NEW YORK — A program in Manhattan that sends uniformed paramedics and social workers — not NYPD officers — to deal with 911 calls involving someone having a mental health episode is growing.

The pilot program is called B-HEARD, which stands for the Behavioral Health Emergency Assistance Response Division.

Since June, it’s covered three precincts in East and Central Harlem. This November, it will expand to two more police precincts in West Harlem.

“For the first time, people are able to get emergency mental health care where they are when the crisis occurs, whether it’s in their home, on the street, in a park, in a shelter or even in a subway,” said Susan Herman, the director of the Mayor’s Office of Community Mental Health.

The Mayor’s Office of Community Mental Health was born from the city’s controversial ThriveNYC initiative, a set of mental health programs that critics scrutinized over its cost and effectiveness.

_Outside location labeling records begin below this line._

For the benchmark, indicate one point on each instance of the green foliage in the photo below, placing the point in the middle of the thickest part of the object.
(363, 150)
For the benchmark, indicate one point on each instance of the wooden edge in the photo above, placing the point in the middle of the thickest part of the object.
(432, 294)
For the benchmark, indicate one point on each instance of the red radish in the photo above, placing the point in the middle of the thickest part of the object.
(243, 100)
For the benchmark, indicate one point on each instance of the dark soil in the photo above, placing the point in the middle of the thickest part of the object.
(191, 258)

But the idea to send mental health workers and paramedics in place of NYPD officers was born from the initiative. In its first three months, B-HEARD teams, consisting of one social worker and two paramedics, took 342 calls, representing 23% of all mental health 911 calls.

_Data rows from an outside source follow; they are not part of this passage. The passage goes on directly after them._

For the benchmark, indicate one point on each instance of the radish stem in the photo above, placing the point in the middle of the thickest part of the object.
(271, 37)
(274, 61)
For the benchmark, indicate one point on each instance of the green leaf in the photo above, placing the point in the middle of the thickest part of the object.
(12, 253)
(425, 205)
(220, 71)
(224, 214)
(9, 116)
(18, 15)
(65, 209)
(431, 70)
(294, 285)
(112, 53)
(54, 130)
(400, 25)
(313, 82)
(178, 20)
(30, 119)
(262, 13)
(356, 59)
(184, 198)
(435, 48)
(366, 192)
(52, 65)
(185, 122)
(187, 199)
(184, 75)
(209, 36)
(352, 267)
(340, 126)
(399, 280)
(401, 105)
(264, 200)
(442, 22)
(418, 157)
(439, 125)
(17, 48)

Herman says it’s proving effective: People more often accept help from the teams rather than NYPD officers. And fewer people are taken to a hospital when the teams respond, compared to an NYPD response.

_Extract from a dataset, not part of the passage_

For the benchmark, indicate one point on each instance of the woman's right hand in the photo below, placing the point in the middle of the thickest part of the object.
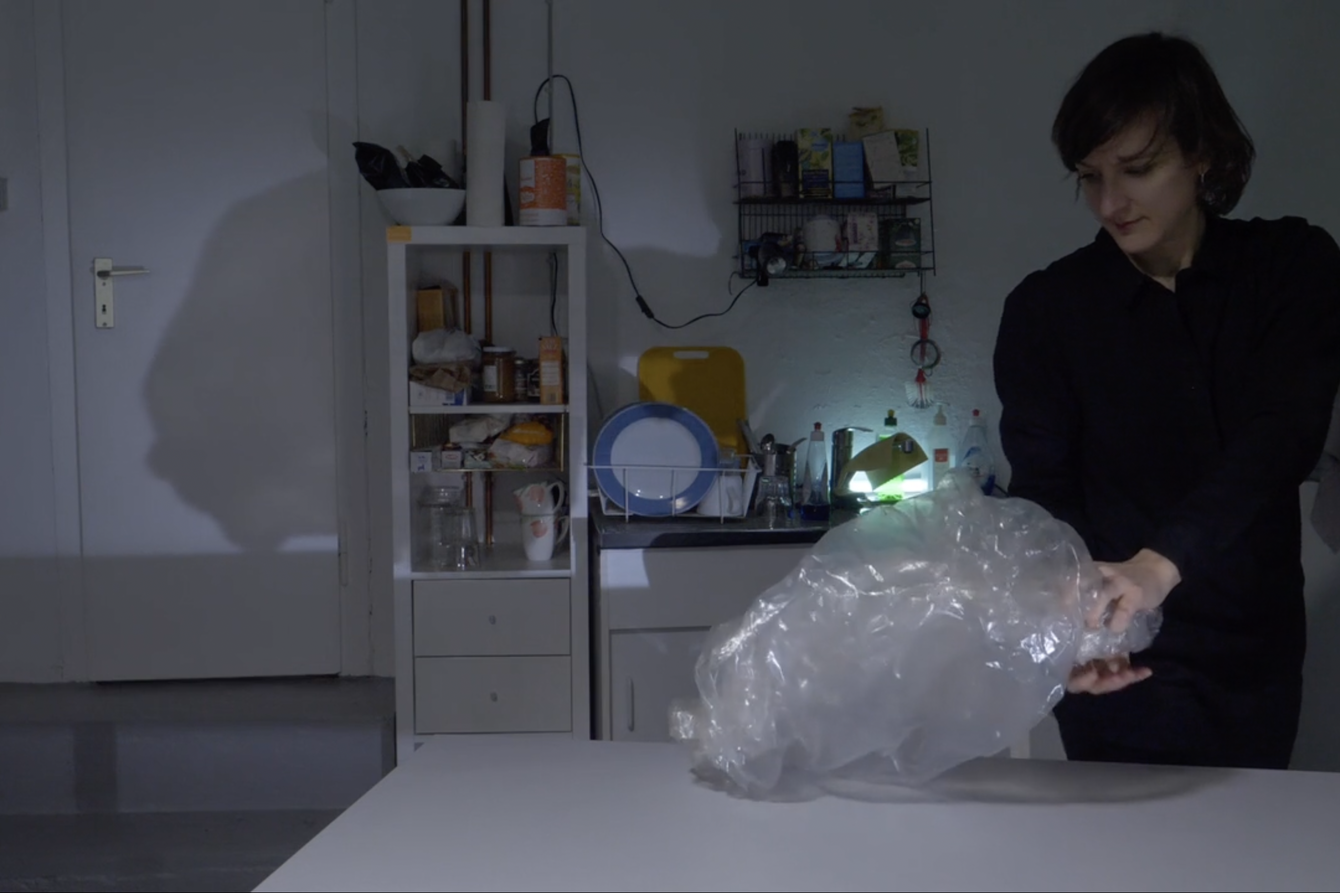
(1104, 676)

The NYPD’s handling of mental health episodes can become violent. NYPD Sgt. Hugh Barry fatally shot Deborah Danner, who was mentally ill, in her Bronx home in 2016.

“Sometimes the uniform can be threatening, depending on who’s wearing it or how it’s perceived,” said Oren Barzilay, president of Local 2507, Uniformed EMTs, Paramedics and Inspectors. “But, overall, our crews are being received with no problems, so it’s effective.”

Manhattan Councilman Mark Levine, a Democrat who represents West Harlem, welcomed the expansion.

“Ultimately I’d like to see a higher rate of dispatch of these teams,” Levine said. “Right now in Central Harlem, I think its been about 20 % of the calls are taken by the B-HEARD team. I’d like to see that increase over time.”

Herman believes more cases can be rerouted to social workers, and wants this program to be in every precinct in the city.

“What we’re developing now are really our levels of resources, how many people we need on the EMS side to help triage these calls,” Herman said.

And Herman says they are hiring social workers, and plan to expand into the Bronx.